John Tyler was the tenth president of the United States.

Born in Greenway, Charles City County, Virginia, on March 29, 1790, he was elected to the U.S. House of Representatives in 1816, serving until 1821. He also served as Governor of Virginia from 1825-1827 and as a U.S. Senator from 1827-1836, including a stint as President Pro Tempore from March-December 1835. In 1840 he was elected Vice President on the Whig ticket with William Henry Harrison under the slogan "Tippecanoe and Tyler Too." Upon Harrison's death in April 1841, Tyler succeeded to the Presidency. But his frequent use of the veto alienated key members of the Whig party; by the end of his term he was a President without a party. At the outbreak of the Civil War, he sided with the Confederacy and was elected to the Confederate House of Representatives. But before he could take his seat, he died on January 18, 1862.

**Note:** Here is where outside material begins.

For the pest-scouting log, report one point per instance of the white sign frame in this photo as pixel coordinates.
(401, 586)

In 1813 Tyler married his first wife, Letitia Christian; they had four daughters and three sons to live to adulthood. In September 1842 Letitia died of a stroke at the White House. Tyler then married Julia Gardiner in 1844; they had five sons and two daughters.

Tyler had more children than any other U.S. President. As of 2014, he is the earliest President to have living grandchildren (Lyon Gardiner Tyler, Jr., and Harrison Ruffin Tyler).